We could use a break tonight. Tensions are running high; they’re going to run even higher the closer we get to Election Day.

Let’s talk about something outside of the usual he-said-she-said political stuff, something completely off the beaten path.

And maybe something so far off road it’s not of this planet.

This past week former military personnel came forward at the National Press Club in Washington D.C. to discuss what they believe were close encounters with UFOs in 1967. Media reports about these disclosures mentioned the specific case of a nuclear weapon site at Malmstrom Air Force Base in Montana, at which the missiles were disabled or deactivated at the same time unidentified objects were reported flying over the facility.

What this week’s scattered media reports didn’t say was that another nuclear weapon site shared the same experience within a week of the first event: multiple missiles each at two sites, shut down by some unexplained force while unidentified objects were reported flying around the silos.
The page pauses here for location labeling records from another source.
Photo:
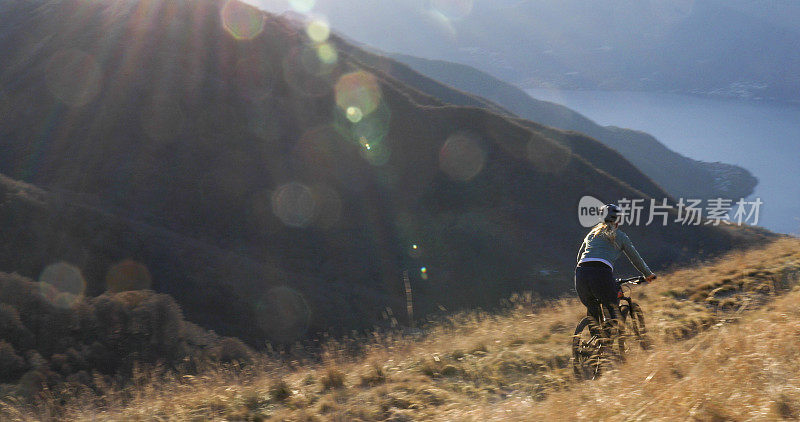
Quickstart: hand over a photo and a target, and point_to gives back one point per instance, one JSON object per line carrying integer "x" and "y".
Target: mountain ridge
{"x": 274, "y": 193}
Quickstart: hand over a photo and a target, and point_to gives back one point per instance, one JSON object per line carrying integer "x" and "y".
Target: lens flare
{"x": 376, "y": 154}
{"x": 62, "y": 284}
{"x": 128, "y": 275}
{"x": 284, "y": 314}
{"x": 358, "y": 89}
{"x": 462, "y": 157}
{"x": 294, "y": 205}
{"x": 73, "y": 77}
{"x": 318, "y": 30}
{"x": 415, "y": 251}
{"x": 354, "y": 114}
{"x": 453, "y": 9}
{"x": 241, "y": 21}
{"x": 302, "y": 6}
{"x": 327, "y": 53}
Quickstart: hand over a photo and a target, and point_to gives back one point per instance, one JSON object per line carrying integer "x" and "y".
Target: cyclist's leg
{"x": 606, "y": 290}
{"x": 584, "y": 278}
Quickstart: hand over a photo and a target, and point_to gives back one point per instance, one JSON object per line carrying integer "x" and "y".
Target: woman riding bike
{"x": 594, "y": 277}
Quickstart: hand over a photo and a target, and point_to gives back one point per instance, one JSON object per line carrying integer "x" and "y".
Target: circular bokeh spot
{"x": 294, "y": 205}
{"x": 453, "y": 9}
{"x": 376, "y": 154}
{"x": 73, "y": 76}
{"x": 242, "y": 21}
{"x": 358, "y": 89}
{"x": 128, "y": 275}
{"x": 354, "y": 114}
{"x": 62, "y": 284}
{"x": 462, "y": 157}
{"x": 318, "y": 30}
{"x": 284, "y": 314}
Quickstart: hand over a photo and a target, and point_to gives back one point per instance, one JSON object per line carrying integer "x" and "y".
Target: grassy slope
{"x": 713, "y": 360}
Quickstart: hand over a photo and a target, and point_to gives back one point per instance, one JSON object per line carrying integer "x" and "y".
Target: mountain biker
{"x": 594, "y": 277}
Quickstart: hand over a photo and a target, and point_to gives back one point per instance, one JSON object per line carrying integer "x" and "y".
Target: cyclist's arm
{"x": 580, "y": 251}
{"x": 633, "y": 255}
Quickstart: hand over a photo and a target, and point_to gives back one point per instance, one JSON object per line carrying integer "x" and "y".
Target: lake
{"x": 763, "y": 137}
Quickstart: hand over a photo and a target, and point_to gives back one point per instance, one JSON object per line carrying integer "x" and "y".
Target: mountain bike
{"x": 593, "y": 343}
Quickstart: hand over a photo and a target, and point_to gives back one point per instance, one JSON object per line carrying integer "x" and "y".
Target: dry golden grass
{"x": 727, "y": 343}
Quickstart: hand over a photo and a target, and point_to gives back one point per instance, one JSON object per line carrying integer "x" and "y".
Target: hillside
{"x": 713, "y": 359}
{"x": 739, "y": 49}
{"x": 276, "y": 186}
{"x": 681, "y": 176}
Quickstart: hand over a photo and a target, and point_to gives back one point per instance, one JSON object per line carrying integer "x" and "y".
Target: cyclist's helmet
{"x": 612, "y": 213}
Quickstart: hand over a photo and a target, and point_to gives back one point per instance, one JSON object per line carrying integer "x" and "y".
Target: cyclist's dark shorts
{"x": 594, "y": 282}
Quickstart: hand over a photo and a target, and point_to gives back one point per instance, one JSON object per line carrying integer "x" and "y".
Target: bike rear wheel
{"x": 634, "y": 320}
{"x": 587, "y": 349}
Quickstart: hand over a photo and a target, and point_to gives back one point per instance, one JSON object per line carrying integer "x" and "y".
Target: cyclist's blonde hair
{"x": 607, "y": 229}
If you poke around the internet, you’re going to find all kinds of crazy stuff written by folks who appear to have parted ways with reality. But you’ll also find the same folks who spoke to the National Press Club have been trying to reach the public’s attention for years with little success. In some ways these very credible people — just listen to the former USAF officer in the video here — have been treated like liberals and progressives. They’ve been blown off as nutjobs in spite of their lucid arguments and the facts they’ve produced.

In the case of the Malmstrom incident, the government didn’t send out a military team to investigate why multiple nuclear missiles shut down. They allowed a well-known government contractor to handle the investigation. It bought the government the opportunity to discount any findings by the contractor while offering plausible deniability.

It sounds so very familiar, doesn’t it? Corporate contractors, doing the work of the government, to keep the government’s fingerprints off the subject matter at hand.  . . .

The more one pokes around the internet, the more similar stories one finds like the Malmstrom event. Like these U.S. Air Force bases which have also reported events going as far back as 1963: Minot, F.E. Warren, Ellsworth, Loring, Vandenberg, Walker, Wurtsmith. And that’s just U.S. bases with nuclear missiles or equipment used for nuclear weapon deployment; there are many other events which have been documented across the country which might be related to military facilities.

Doesn’t it seem like we need to reassess what it is we are really spending our time and money on in terms of our national security? So far all these events seem really benign; they may have been investigated by the government, but the details are completely out of our reach.

But if anything remotely like these reported events had involved a person of middle eastern heritage, you can bet it would be all over Fox News and leaked to Bob Woodward for his next book.

I’ve been stewing about our grossly disproportionate and ineffective response to terrorism over the last two weeks. We’re “droning” civilians to death in foreign lands when we aren’t allowing contractors to treat civilians like targets for shooting practice. And at the same time, we have what could be far more important issues to face — real threats to our existence like climate change and the resulting changes to our ecosystem, our food and water supply.

Not to mention we might have much larger concerns that impact all humanity, like these unidentified objects, or the ones seen over China, or over Iran, or over so many other places on earth.

Until we find a way to remove the stranglehold on our national conversation, real threats are going to go unaddressed, unanswered and those of us with legitimate concerns will continue to be minimized.

And until we manage to shift the attention of our country from the latest crazy meathead of the day and re-prioritize our attention and resources — like spending real money instead of chump change on science education and NASA — we’ll completely miss what could really be the answer to mankind’s biggest mystery.

Are we alone here? Or do we have company?

What do you think? Have you ever had a close encounter? Do tell.